Adeyeye Enitan Ogunwusi succeeded Ife’s 50th ooni, Okunade Sijuade, who died in July after a 35-year reign as paramount ruler and spiritual leader.
Tens of thousands celebrated on the streets of the ancient city to which historically all ethnic Yoruba, including those as far away as Togo, Brazil and Trinidad and Tobago, can trace their origins.
The Yoruba, who predominate in six southwestern Nigerian states, number some 40 million and make up the country’s second-largest ethnic group after the Hausa-Fulani.
Historically, the ooni or any king in Yorubaland was revered and considered “the sovereign, second in rank to the gods”. His decision was considered final.
The powers of the Yoruba kings and other traditional rulers were reduced under British colonial rule, said Abimbola Adesoji, head historian at Obafemi Awolowo University in Ile-Ife.
“Now, they (kings) are mostly titular heads. Their relevance depends on how influential they are or how they can use their influence to benefit their subjects,” he told AFP.
Today, though still regarded as custodians of culture and supreme heads of local communities, they are paid public functionaries but not assigned any specific role in the constitution.
- ‘God-given’ role -
Ogunwusi, dressed in white, with a white ceremonial head covering and white-beaded walking stick, was presented with his staff of office to loud applause from the crowd and dignitaries including Vice President Yemi Osinbajo.
“God has actually prepared me for this throne,” he told guests at the ceremony, which was transmitted via large screens outside the coronation venue and live on some television channels.
“I will dedicate the staff of office just given to me to the youth of Ile-Ife, Osun state and the entire country.”
Ogunwusi , a trained accountant, made his fortune mostly from real estate and marketing, including products of commodities magnate Aliko Dangote, Africa’s richest man.
Ogunwusi is also chairman of Gran Imperio Group, a leading real estate and construction company.
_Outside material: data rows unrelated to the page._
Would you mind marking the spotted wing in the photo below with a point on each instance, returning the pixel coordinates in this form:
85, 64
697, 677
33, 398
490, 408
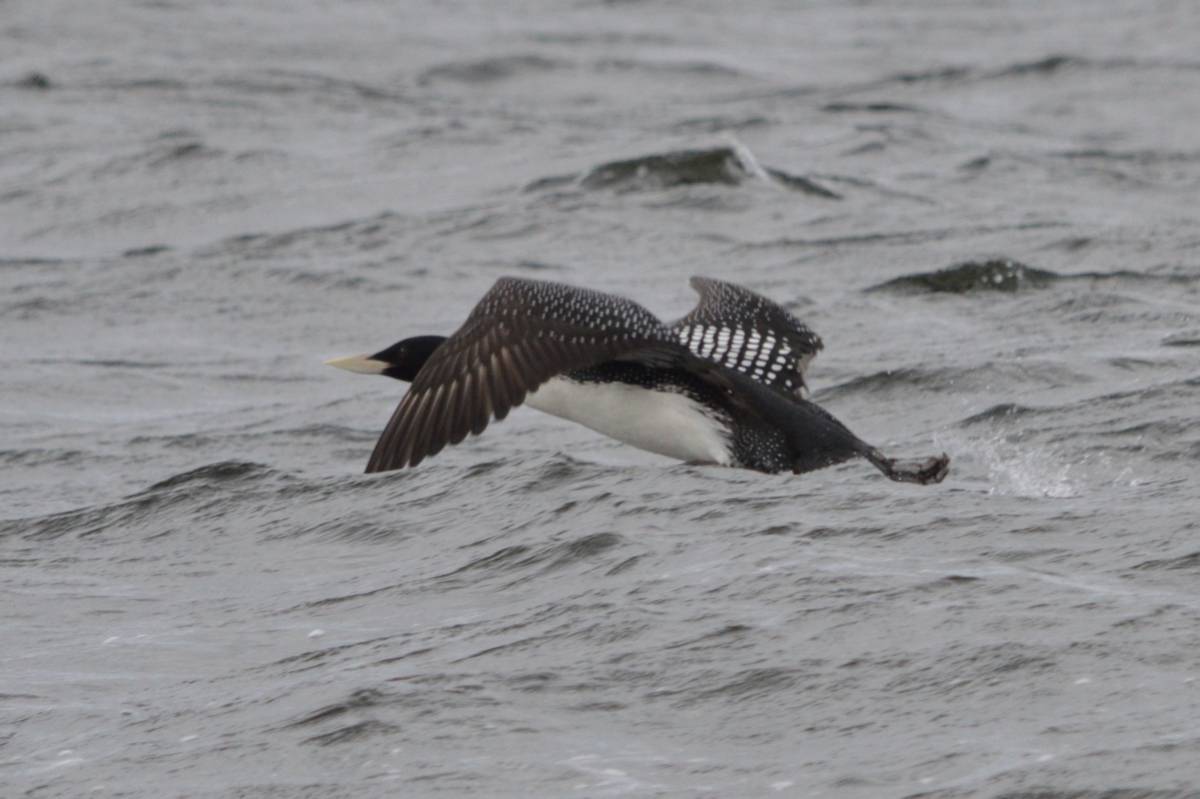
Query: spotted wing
521, 334
749, 334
The Vanguard newspaper described Ogunwusi as “an astute entrepreneur driven by turning impossibilities to ‘possibilities'”.
A prince from one of the ruling houses in the Ife kingdom, Ogunwusi is the son of a retired radio and television broadcaster and was selected from more than 20 candidates.
Born on October 17, 1974, he is one of Nigeria’s youngest traditional rulers.
- High expectations -
Because of his wealth and close connection with powerful Nigerians, many locals who turned out for the coronation have high expectations.
“I am so happy that our new king is young, energetic and well-connected with powerful people,” said Tomi Omodunbi.
“He should improve the social infrastructure and provide jobs for the teeming youth population in the town.”
For Joseph Muda Awowole, 58, a radio repairer in Ile-Ife, the new king “should do well for the Ife people, listen to advice and behave maturely in handling matters, despite his age”.
Felix Bunmi Adegoke, a beer seller, said the king was “a good omen for the town.
“We have accepted him as our king. He is young and rich. He should use his vast connection for the benefit of Ile-Ife.”
Afusatu Layade, a 34-year-old pepper trader in Ile-Ife’s largest market, said: “I am happy that this is happening in my lifetime.
“I have a lot of hope in him that he will take Ile-Ife to greater heights.”